Recently Coca-Cola has been receiving some attention concerning their Manual Distribution Center’s (MDC’s) in Africa. Much of the attention has most likely come from the release of a joint report from the Harvard Kennedy School and the International Finance Corporation. You can download the report from the Harvard Kennedy School’s site here. There have been several articles generated around the web that tout the MDC’s as being a prime example of how big business can have a big impact on job creation and subsequently poverty around the world.
What is not really being talked about is corporate philanthropy. The term that is being used to a greater degree is called “inclusive business model”. This model seeks to encourage businesses to take their core business strengths and include the poor in the value chain. A main factor in the success of the model is that MDC’s are not a corporate hand out, it’s a viable distribution model that CCS, Coca-Cola’s bottling partner, relies upon. The MDC’s are accounting for over 80% of all product sales in over 5 countries throughout Africa.
MDC’s work well, and have also contributed to sales growth throughout areas of implementation in Africa. The centers allow for more efficient distribution in high density areas. Rather than wait for infrequent deliveries the supply chain brings small quantities of products to retailers a lot more frequently. In all, over 12,000 jobs have been created through the implementation of the MDC. Likewise total sales have risen to over $500 million per year. The total impact has a direct impact on almost 50,000 people when you consider the dependents of the distributors.

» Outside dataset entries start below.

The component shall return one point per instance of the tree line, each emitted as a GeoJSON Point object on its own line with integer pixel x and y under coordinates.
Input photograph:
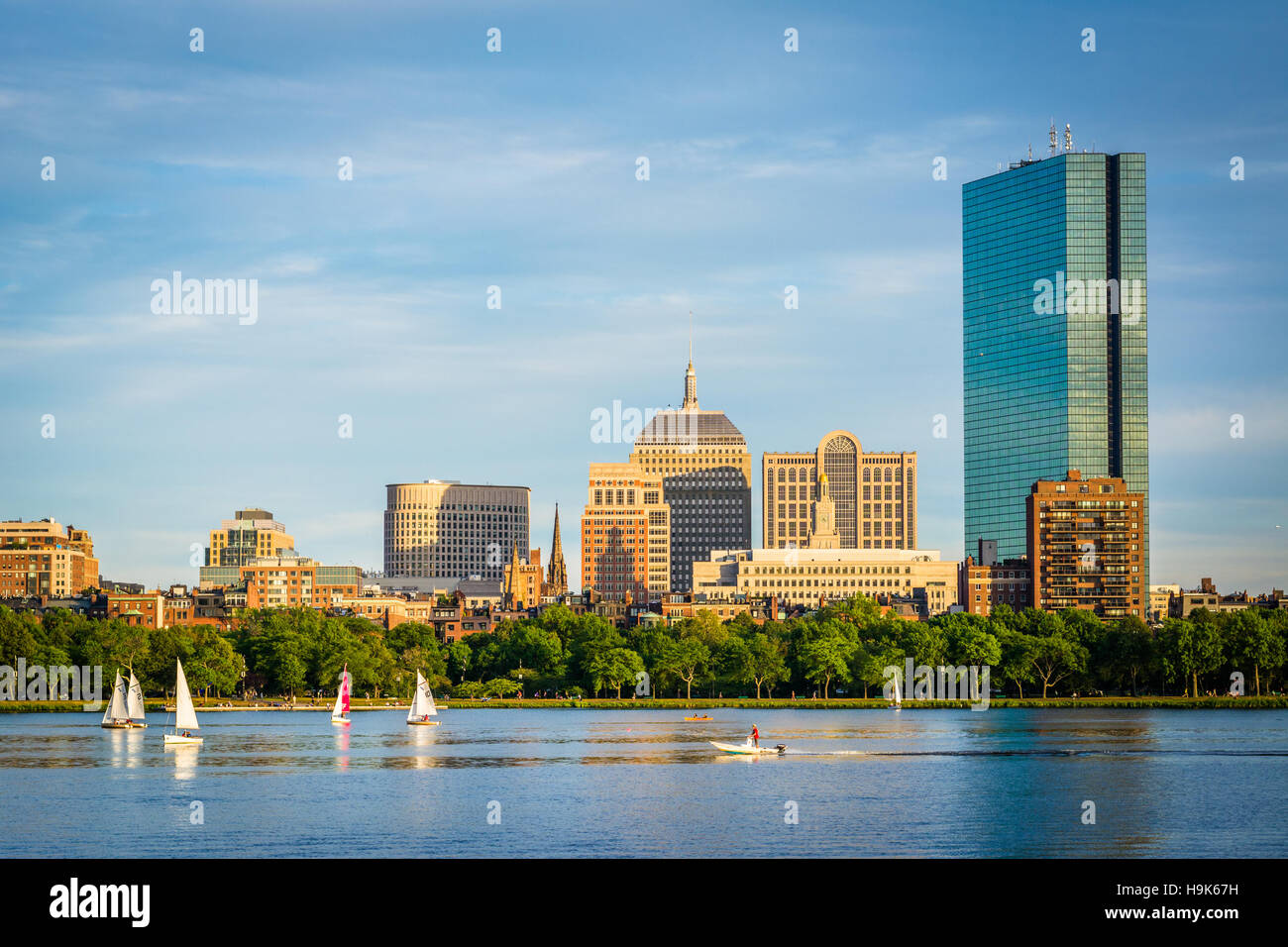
{"type": "Point", "coordinates": [840, 648]}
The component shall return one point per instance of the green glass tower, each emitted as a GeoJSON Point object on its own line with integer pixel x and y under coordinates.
{"type": "Point", "coordinates": [1054, 356]}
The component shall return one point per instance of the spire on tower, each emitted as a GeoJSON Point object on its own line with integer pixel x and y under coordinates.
{"type": "Point", "coordinates": [691, 377]}
{"type": "Point", "coordinates": [557, 574]}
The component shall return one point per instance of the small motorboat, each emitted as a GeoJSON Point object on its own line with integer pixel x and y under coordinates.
{"type": "Point", "coordinates": [748, 748]}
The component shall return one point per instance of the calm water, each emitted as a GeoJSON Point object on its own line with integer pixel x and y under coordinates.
{"type": "Point", "coordinates": [585, 783]}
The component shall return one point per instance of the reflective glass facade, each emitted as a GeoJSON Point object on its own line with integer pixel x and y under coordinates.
{"type": "Point", "coordinates": [1056, 380]}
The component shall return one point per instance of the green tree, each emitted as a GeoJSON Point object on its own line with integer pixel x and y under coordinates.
{"type": "Point", "coordinates": [764, 663]}
{"type": "Point", "coordinates": [1189, 648]}
{"type": "Point", "coordinates": [1127, 650]}
{"type": "Point", "coordinates": [825, 659]}
{"type": "Point", "coordinates": [1055, 657]}
{"type": "Point", "coordinates": [1254, 642]}
{"type": "Point", "coordinates": [687, 659]}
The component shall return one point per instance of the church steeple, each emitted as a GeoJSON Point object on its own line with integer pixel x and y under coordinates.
{"type": "Point", "coordinates": [557, 574]}
{"type": "Point", "coordinates": [691, 377]}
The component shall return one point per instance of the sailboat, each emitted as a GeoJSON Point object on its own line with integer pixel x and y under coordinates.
{"type": "Point", "coordinates": [423, 703]}
{"type": "Point", "coordinates": [117, 715]}
{"type": "Point", "coordinates": [184, 714]}
{"type": "Point", "coordinates": [134, 702]}
{"type": "Point", "coordinates": [340, 711]}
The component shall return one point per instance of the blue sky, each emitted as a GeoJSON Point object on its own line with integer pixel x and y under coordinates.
{"type": "Point", "coordinates": [516, 169]}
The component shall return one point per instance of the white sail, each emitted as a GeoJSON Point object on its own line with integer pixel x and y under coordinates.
{"type": "Point", "coordinates": [184, 715]}
{"type": "Point", "coordinates": [423, 703]}
{"type": "Point", "coordinates": [416, 709]}
{"type": "Point", "coordinates": [136, 698]}
{"type": "Point", "coordinates": [116, 707]}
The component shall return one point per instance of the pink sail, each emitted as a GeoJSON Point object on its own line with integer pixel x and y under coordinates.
{"type": "Point", "coordinates": [339, 714]}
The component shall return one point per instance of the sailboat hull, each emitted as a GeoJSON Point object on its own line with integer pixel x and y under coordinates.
{"type": "Point", "coordinates": [179, 740]}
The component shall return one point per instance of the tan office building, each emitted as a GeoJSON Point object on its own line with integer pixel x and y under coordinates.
{"type": "Point", "coordinates": [523, 579]}
{"type": "Point", "coordinates": [875, 495]}
{"type": "Point", "coordinates": [445, 528]}
{"type": "Point", "coordinates": [809, 577]}
{"type": "Point", "coordinates": [1086, 548]}
{"type": "Point", "coordinates": [625, 534]}
{"type": "Point", "coordinates": [50, 534]}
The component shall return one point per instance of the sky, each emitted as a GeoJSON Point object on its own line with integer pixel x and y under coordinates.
{"type": "Point", "coordinates": [518, 169]}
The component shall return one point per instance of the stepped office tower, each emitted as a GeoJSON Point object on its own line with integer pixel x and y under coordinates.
{"type": "Point", "coordinates": [706, 476]}
{"type": "Point", "coordinates": [875, 495]}
{"type": "Point", "coordinates": [445, 528]}
{"type": "Point", "coordinates": [1054, 337]}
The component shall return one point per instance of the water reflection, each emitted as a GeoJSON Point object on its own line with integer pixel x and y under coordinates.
{"type": "Point", "coordinates": [1006, 783]}
{"type": "Point", "coordinates": [342, 746]}
{"type": "Point", "coordinates": [185, 757]}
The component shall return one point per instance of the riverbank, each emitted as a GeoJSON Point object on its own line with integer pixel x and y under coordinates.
{"type": "Point", "coordinates": [1278, 702]}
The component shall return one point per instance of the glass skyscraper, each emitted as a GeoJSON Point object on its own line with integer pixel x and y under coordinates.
{"type": "Point", "coordinates": [1054, 335]}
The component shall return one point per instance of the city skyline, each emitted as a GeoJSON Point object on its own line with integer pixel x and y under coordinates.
{"type": "Point", "coordinates": [384, 318]}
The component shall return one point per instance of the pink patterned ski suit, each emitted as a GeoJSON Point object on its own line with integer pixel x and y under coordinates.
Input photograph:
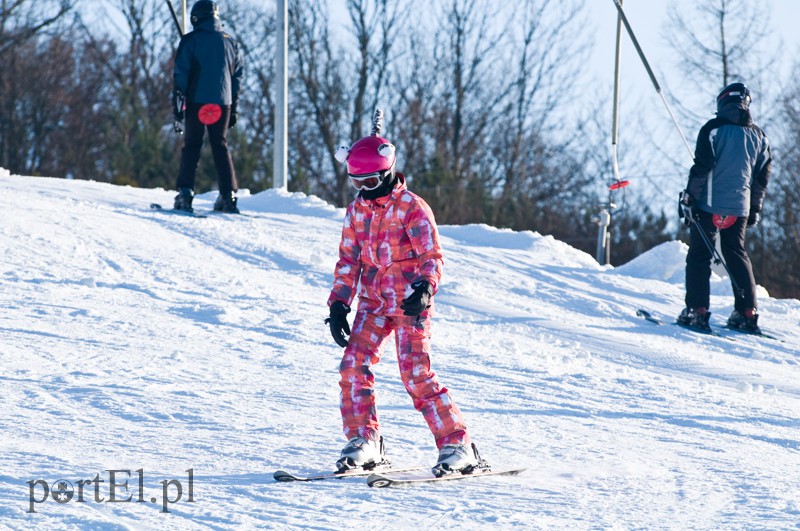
{"type": "Point", "coordinates": [387, 244]}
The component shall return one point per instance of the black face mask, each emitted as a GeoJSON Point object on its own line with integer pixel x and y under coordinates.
{"type": "Point", "coordinates": [384, 189]}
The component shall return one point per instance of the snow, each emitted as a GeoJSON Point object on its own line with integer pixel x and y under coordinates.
{"type": "Point", "coordinates": [136, 340]}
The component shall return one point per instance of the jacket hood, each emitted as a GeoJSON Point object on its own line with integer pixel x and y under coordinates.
{"type": "Point", "coordinates": [736, 112]}
{"type": "Point", "coordinates": [209, 24]}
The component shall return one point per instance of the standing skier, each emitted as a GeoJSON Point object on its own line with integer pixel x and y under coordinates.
{"type": "Point", "coordinates": [726, 189]}
{"type": "Point", "coordinates": [208, 73]}
{"type": "Point", "coordinates": [390, 246]}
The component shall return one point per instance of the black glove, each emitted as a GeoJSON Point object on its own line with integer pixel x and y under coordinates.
{"type": "Point", "coordinates": [178, 105]}
{"type": "Point", "coordinates": [753, 218]}
{"type": "Point", "coordinates": [685, 203]}
{"type": "Point", "coordinates": [338, 322]}
{"type": "Point", "coordinates": [234, 115]}
{"type": "Point", "coordinates": [420, 300]}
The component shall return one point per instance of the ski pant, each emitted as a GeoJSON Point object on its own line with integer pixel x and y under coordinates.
{"type": "Point", "coordinates": [193, 143]}
{"type": "Point", "coordinates": [412, 339]}
{"type": "Point", "coordinates": [698, 263]}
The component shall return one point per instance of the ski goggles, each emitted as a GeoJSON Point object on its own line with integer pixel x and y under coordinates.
{"type": "Point", "coordinates": [367, 181]}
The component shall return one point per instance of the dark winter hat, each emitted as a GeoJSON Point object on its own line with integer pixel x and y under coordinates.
{"type": "Point", "coordinates": [736, 93]}
{"type": "Point", "coordinates": [204, 10]}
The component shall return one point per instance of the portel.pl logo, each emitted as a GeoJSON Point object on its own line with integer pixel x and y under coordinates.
{"type": "Point", "coordinates": [118, 488]}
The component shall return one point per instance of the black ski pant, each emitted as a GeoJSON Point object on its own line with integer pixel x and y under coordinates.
{"type": "Point", "coordinates": [698, 263]}
{"type": "Point", "coordinates": [193, 143]}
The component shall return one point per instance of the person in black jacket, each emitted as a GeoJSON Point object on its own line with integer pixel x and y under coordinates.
{"type": "Point", "coordinates": [207, 75]}
{"type": "Point", "coordinates": [724, 195]}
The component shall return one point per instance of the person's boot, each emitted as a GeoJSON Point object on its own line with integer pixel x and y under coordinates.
{"type": "Point", "coordinates": [696, 318]}
{"type": "Point", "coordinates": [226, 203]}
{"type": "Point", "coordinates": [454, 458]}
{"type": "Point", "coordinates": [360, 452]}
{"type": "Point", "coordinates": [745, 321]}
{"type": "Point", "coordinates": [183, 201]}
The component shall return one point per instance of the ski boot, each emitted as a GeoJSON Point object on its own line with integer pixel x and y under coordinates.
{"type": "Point", "coordinates": [746, 321]}
{"type": "Point", "coordinates": [183, 201]}
{"type": "Point", "coordinates": [226, 203]}
{"type": "Point", "coordinates": [457, 458]}
{"type": "Point", "coordinates": [696, 318]}
{"type": "Point", "coordinates": [361, 453]}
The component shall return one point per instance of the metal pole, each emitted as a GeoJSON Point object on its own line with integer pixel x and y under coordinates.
{"type": "Point", "coordinates": [603, 220]}
{"type": "Point", "coordinates": [650, 73]}
{"type": "Point", "coordinates": [615, 118]}
{"type": "Point", "coordinates": [280, 169]}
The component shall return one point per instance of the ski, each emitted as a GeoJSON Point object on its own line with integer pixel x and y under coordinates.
{"type": "Point", "coordinates": [655, 320]}
{"type": "Point", "coordinates": [649, 317]}
{"type": "Point", "coordinates": [757, 334]}
{"type": "Point", "coordinates": [159, 208]}
{"type": "Point", "coordinates": [285, 477]}
{"type": "Point", "coordinates": [204, 214]}
{"type": "Point", "coordinates": [391, 481]}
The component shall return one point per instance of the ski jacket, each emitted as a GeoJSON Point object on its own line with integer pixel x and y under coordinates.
{"type": "Point", "coordinates": [387, 243]}
{"type": "Point", "coordinates": [208, 65]}
{"type": "Point", "coordinates": [732, 165]}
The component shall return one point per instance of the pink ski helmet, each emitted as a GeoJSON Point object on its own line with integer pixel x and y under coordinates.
{"type": "Point", "coordinates": [369, 155]}
{"type": "Point", "coordinates": [371, 159]}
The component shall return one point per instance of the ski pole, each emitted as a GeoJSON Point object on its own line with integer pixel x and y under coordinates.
{"type": "Point", "coordinates": [175, 17]}
{"type": "Point", "coordinates": [618, 3]}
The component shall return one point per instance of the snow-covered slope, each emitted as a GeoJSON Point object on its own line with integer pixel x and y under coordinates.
{"type": "Point", "coordinates": [152, 344]}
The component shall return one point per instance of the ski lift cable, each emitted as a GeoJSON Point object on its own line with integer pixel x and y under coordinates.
{"type": "Point", "coordinates": [618, 4]}
{"type": "Point", "coordinates": [615, 116]}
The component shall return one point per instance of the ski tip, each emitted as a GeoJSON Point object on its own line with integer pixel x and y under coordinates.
{"type": "Point", "coordinates": [283, 476]}
{"type": "Point", "coordinates": [378, 481]}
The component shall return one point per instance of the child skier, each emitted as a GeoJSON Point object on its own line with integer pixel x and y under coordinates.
{"type": "Point", "coordinates": [390, 245]}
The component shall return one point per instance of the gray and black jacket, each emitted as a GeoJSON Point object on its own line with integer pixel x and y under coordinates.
{"type": "Point", "coordinates": [732, 164]}
{"type": "Point", "coordinates": [208, 65]}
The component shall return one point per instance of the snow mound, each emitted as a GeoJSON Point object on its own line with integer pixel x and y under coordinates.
{"type": "Point", "coordinates": [543, 249]}
{"type": "Point", "coordinates": [663, 262]}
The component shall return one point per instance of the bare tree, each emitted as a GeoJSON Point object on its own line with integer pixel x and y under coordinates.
{"type": "Point", "coordinates": [336, 84]}
{"type": "Point", "coordinates": [720, 41]}
{"type": "Point", "coordinates": [27, 110]}
{"type": "Point", "coordinates": [21, 20]}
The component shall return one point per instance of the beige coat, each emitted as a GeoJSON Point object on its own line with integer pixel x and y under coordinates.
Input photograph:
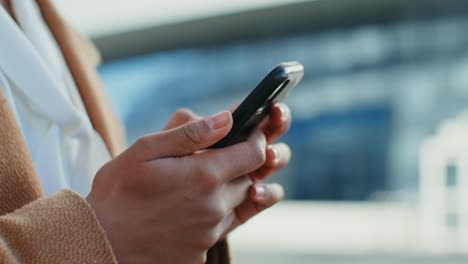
{"type": "Point", "coordinates": [61, 228]}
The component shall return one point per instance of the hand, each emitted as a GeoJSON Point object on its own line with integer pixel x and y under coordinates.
{"type": "Point", "coordinates": [261, 196]}
{"type": "Point", "coordinates": [167, 200]}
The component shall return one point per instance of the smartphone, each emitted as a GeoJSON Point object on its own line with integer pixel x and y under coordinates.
{"type": "Point", "coordinates": [275, 87]}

Between the purchased product by the MDC and the retail price distributors earn a profit between 3-5% of the total sales amount and some MDC’s are using bonuses as well. The MDC’s are profitable and are a key driver for sales in Africa. What was not discussed in the report is the impact on poverty. Generally speaking, jobs that increase individuals income is a good thing. Owners of the MDC are not considered to be the poorest of the poor, rather they typically are considered to be middle class.
One barrier to expanding the impact to a broader soci0-economic base is the cost of starting and MDC. On average it costs the owner around $6-10,000 dollars dependent on the area that the MDC is being created. More research is needed to determine how the model can make an even greater impact on poverty. As for now the manual distribution model is off to a good start.